Why might you want to do this? For one it is a different lense through which to analyze neural nets’ mysterious success through. For another, it gives you interpolation for free. Also this idea is part of the connection between neural nets and low rank GPs. There are possibly other reasons — perhaps the right basis gives you better priors for understanding a partial differential equation? Or something else?
1 Unrolling: Implementing sparse coding using neural nets
Often credited to Gregor and LeCun (2010), this trick imagines each step in an iterative sparse coding optimisation as a layer in a neural net and then optimises the gradient descent step of that iterative coding, given you, in effect, a way of learning optimally fast, or optimally fast, sparse bases. This has been taken a long way by, e.g. Monga, Li, and Eldar (2021).
2 Convolutional neural networks as sparse coding
Elad and Papyan and others have a miniature school of Deep Learning analysis based on Multi Layer Convolutional Sparse Coding (Papyan, Romano, and Elad 2017; Papyan et al. 2018; Papyan, Sulam, and Elad 2017; Sulam et al. 2018). The argument here is that essentially Convnets are already solving sparse coding problems they just don’t know it. They argue:
The recently proposed multilayer convolutional sparse coding (ML-CSC) model, consisting of a cascade of convolutional sparse layers, provides a new interpretation of convolutional neural networks (CNNs). Under this framework, the forward pass in a CNN is equivalent to a pursuit algorithm aiming to estimate the nested sparse representation vectors from a given input signal. …Our work represents a bridge between matrix factorization, sparse dictionary learning, and sparse autoencoders, and we analyze these connections in detail.
However, as interesting as this sounds, I am not deeply engaged with it, since this does not solve any immediate problems for me.

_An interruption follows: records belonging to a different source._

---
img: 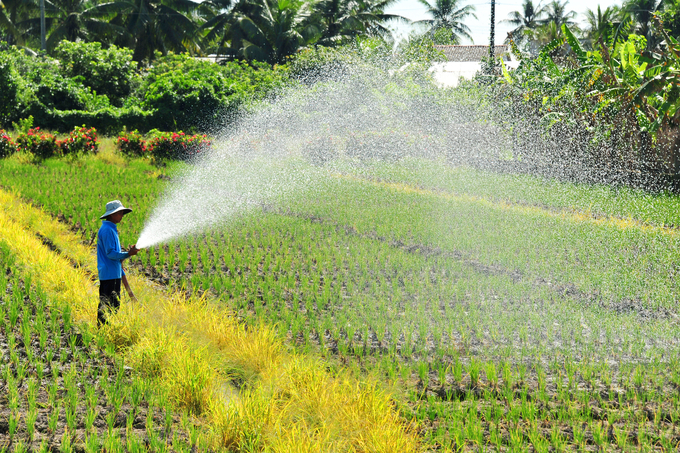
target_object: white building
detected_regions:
[431,45,519,87]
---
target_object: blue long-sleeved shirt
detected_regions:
[97,220,130,280]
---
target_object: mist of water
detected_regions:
[137,54,660,248]
[137,60,497,248]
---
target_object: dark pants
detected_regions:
[97,278,121,326]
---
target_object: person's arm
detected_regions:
[102,231,130,261]
[123,274,137,302]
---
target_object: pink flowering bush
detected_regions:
[116,130,151,157]
[17,127,61,160]
[57,126,99,155]
[0,129,17,158]
[148,131,211,162]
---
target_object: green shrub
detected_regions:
[116,130,148,157]
[140,55,287,131]
[0,129,17,158]
[17,127,61,160]
[35,107,154,135]
[0,57,20,127]
[55,41,140,110]
[57,126,99,155]
[147,131,210,162]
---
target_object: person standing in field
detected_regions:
[97,200,139,326]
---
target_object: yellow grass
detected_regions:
[0,186,421,452]
[334,174,678,236]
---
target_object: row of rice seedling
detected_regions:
[0,243,198,452]
[3,153,680,451]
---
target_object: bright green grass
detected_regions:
[0,241,197,452]
[337,160,680,225]
[0,154,680,451]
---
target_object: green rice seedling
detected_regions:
[64,403,76,432]
[614,426,629,451]
[104,429,123,452]
[13,439,28,453]
[85,405,97,433]
[468,357,482,387]
[451,356,463,384]
[502,362,514,389]
[527,424,550,453]
[26,405,38,442]
[60,429,74,453]
[85,433,102,453]
[47,403,61,434]
[16,362,28,382]
[571,422,586,450]
[38,324,48,352]
[550,425,567,451]
[8,297,19,329]
[8,409,21,441]
[45,349,54,364]
[590,421,607,450]
[125,433,144,453]
[485,362,498,388]
[61,305,73,332]
[26,378,38,408]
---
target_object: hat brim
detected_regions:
[100,206,132,219]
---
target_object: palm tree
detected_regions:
[27,0,124,52]
[623,0,664,50]
[584,5,621,47]
[501,0,545,44]
[0,0,38,44]
[541,0,576,30]
[313,0,406,46]
[528,21,562,47]
[415,0,477,43]
[224,0,320,64]
[111,0,202,62]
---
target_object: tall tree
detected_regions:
[584,5,621,47]
[29,0,125,53]
[623,0,664,50]
[541,0,576,29]
[0,0,38,44]
[111,0,201,62]
[224,0,320,64]
[501,0,546,44]
[313,0,406,46]
[415,0,477,43]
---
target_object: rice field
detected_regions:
[0,153,680,451]
[0,241,199,452]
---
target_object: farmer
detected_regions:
[97,200,139,326]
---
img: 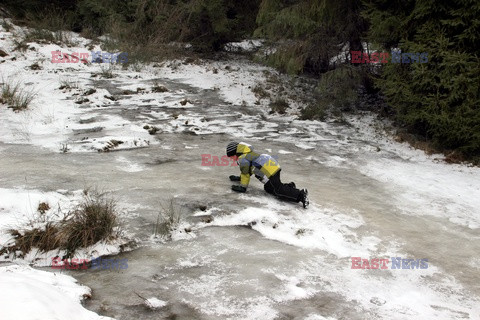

3 Continuous basis functions
Convnet require a complete rasterized grid, but often signels are not observed on a regular grid. This is precisely the problem of signal sampling. With basis functions of continuous support and a few assumptions it is tempting to imagine we can get neural networks which operate in a continuous space.. Can I uses continuous bases in the computation of a neural net? If so, this could be useful in things like learning PDEs. The virtue of these things is that they do not depend (much?) upon the scale of some grid. Possibly this naturally leads to us being able to sample the problem very sparsely. It also might allow us to interpolate sparse solutions. In addition, analytic basis functions are easy to differentiate; we can use autodiff to find their local spatial gradients, even deep ones.
There are various ways other to do native interpolation; One hack uses the implicit representation method which is a clever trick — in that setting we reuse the autodiff architecture to calculate gradients with respect to the output index, but not plausible for every problem, where something better behaved like a basis function interpretation is more helpful.
Specifically, I would like to do Bayesian inference which looks extremely hard through an implicit net, but only very hard through a basis decomposition.
In practice, how would I do this?
Using a well-known basis, such as orthogonal polynomial or Fourier bases, creating a layer which encodes your net is easy. After all, that is just an inner product. That is what methods like that of Li et al. (2020) exploit.
More general, non-orthogonal bases such as sparse/overcomplete frames might need to solve a complicated sparse optimisation problem inside the network.
One approach is presumably to solve the basis problem in implicit layers.1 Differentiable Convex Optimization Layers introduces cvxpylayers; perhaps that does some of the work we want?
I would probably not attempt to learn an arbitrary sparse basis dictionary in this context, because that does not interpolate naturally, but I can imagine learning a parametric sparse dictionary, such as one defined by some simple basis such as decaying sinusoids.
How would wavelet decompositions fit in here?
4 References
Footnotes
Not to be confused with implicit representation layers which are completely different.↩︎